Willa woke up. Didn’t check her cell phone. She went directly to the shower. Her roommate was gone, he usually left early. The cat was up and about, Abby liked company but not too close.

It was another day. A Thursday. She had to be at work. She finished her shower and she got dressed. She checked her phone. No signal. She made breakfast. Fiddled with the phone. No signal. Usually she could hear the elevator.

She opened the door to the terrace and she sat down outside. It took a minute to realize that there was no traffic on the Williamsburg bridge. No cars, no trains, no bicycles, no pedestrians. She peered down to the courtyards twenty stories below. No people.
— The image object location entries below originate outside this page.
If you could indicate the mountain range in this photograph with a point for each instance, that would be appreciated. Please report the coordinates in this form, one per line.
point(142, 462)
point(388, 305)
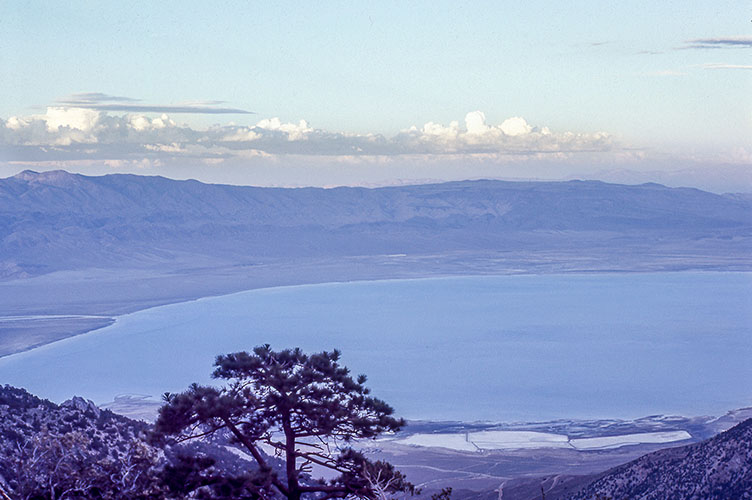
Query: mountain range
point(55, 221)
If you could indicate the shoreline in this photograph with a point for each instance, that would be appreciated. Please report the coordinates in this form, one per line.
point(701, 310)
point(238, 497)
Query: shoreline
point(345, 275)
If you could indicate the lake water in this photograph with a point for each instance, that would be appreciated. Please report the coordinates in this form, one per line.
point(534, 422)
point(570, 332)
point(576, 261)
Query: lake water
point(526, 347)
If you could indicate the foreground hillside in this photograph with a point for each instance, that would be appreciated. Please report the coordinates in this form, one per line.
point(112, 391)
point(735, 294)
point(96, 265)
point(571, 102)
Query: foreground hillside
point(717, 469)
point(55, 221)
point(94, 453)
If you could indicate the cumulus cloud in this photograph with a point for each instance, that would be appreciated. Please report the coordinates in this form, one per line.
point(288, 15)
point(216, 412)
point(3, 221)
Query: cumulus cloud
point(724, 42)
point(86, 133)
point(104, 102)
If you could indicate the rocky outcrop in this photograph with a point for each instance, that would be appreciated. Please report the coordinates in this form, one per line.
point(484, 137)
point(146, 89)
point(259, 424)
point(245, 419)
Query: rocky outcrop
point(717, 469)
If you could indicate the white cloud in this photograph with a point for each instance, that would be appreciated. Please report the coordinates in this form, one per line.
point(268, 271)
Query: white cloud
point(475, 122)
point(84, 133)
point(515, 126)
point(75, 118)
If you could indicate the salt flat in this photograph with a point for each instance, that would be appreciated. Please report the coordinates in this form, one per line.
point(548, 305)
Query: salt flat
point(504, 348)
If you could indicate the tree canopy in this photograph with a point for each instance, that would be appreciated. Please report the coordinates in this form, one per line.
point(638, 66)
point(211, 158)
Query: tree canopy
point(307, 408)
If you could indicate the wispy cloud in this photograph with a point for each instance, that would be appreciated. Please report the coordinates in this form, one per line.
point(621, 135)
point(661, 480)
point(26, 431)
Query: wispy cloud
point(724, 42)
point(87, 133)
point(726, 66)
point(104, 102)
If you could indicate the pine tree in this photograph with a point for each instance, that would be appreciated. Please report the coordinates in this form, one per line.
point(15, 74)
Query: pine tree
point(306, 407)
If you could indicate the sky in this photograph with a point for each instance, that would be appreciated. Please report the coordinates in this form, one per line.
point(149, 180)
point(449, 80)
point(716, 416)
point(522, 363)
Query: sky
point(379, 93)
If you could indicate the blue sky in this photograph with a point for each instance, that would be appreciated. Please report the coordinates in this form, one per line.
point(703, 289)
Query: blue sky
point(599, 86)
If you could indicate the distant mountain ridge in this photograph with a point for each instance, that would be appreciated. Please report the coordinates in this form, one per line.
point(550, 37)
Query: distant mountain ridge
point(57, 220)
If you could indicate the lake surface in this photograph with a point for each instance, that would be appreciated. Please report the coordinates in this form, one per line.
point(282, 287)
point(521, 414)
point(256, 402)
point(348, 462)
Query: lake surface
point(504, 348)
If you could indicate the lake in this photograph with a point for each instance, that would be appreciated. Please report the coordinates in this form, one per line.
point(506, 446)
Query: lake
point(501, 348)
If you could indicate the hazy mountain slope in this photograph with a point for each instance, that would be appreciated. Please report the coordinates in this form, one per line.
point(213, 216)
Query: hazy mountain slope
point(56, 220)
point(719, 468)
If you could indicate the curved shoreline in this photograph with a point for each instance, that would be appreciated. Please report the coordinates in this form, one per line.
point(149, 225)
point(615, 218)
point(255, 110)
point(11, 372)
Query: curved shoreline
point(111, 294)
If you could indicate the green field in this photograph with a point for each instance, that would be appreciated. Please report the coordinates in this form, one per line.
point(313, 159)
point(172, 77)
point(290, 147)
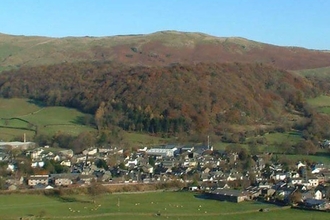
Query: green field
point(321, 103)
point(170, 205)
point(19, 116)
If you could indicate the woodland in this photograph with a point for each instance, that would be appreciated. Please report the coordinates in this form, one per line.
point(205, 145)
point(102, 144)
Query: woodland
point(231, 101)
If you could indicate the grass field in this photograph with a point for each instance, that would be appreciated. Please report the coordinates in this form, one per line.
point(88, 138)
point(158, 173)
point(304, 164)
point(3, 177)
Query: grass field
point(170, 205)
point(18, 115)
point(321, 103)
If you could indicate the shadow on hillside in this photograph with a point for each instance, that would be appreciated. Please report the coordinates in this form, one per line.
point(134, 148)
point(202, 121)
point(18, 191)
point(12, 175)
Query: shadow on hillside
point(37, 103)
point(87, 120)
point(64, 198)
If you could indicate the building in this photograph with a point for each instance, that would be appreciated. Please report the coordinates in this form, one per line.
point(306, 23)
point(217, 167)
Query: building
point(34, 180)
point(163, 151)
point(229, 195)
She went in and turned on the TV. No signal. Maybe a cell tower was out or even a main trunk line. Was it a holiday? Was the bridge closed for repairs? Where was everyone else? Terrorism? Gas leak? Hmm. Better to take a look. She got her dad’s binocs. She scanned the horizon.

What if there was a problem? Water. Water is key. She filled up all the sports bottles with drinking water and the pitchers.

If there was a problem, she would wait at least 24 hours. If they were rounding up people or if it wasn’t safe to be out, she would need one full cycle to diagnose it. Wanda was an engineer by trade. She needed a proof of concept and a test.

She walked down her hall, ringing each doorbell. They were the old New York mechanical push-button bells. No answer. She could hear little dogs barking. What if everyone was gone? Would thebowners come back? Could she break in?

She risked the elevator. She went to the basement. The super’s door was unlocked. She grabbed the entire key box and a set of tools.

She took the elevator back up to her apartment. 7:30 AM. She opened the door to her apartment. Then the power went out.

Next Mission: Navigate the Roads to Sideling Hill

I had a wind-up watch. I would wake up in the pitch dark every hour. I finally woke up at 0430. I took a shower in the gym by the light of my flashlight. Getting dressed was an elaborate ritual.

Andrea, Bethany and Michael were still asleep. ‘Boo’ the rather atrociously-named dog was awake. He was following me around, fascinated with my activity. I poured him a container of water that I got from the office kitchen. I fed him some jerky. The dog was calm, so I can assume that there were no other people anywhere close to our refuge.

In the morning we were able to take showers. Apparently the Office park had its own water cistern somewhere. Good point to remember.

We continued on our way. It was amazing how much debris was on the roadway. We  went slow, no more than 20-30 mph. Any faster was too high of a risk.

He wondered who else was out there. For some reason he thought of his co-worker from many years ago. Willa the engineer.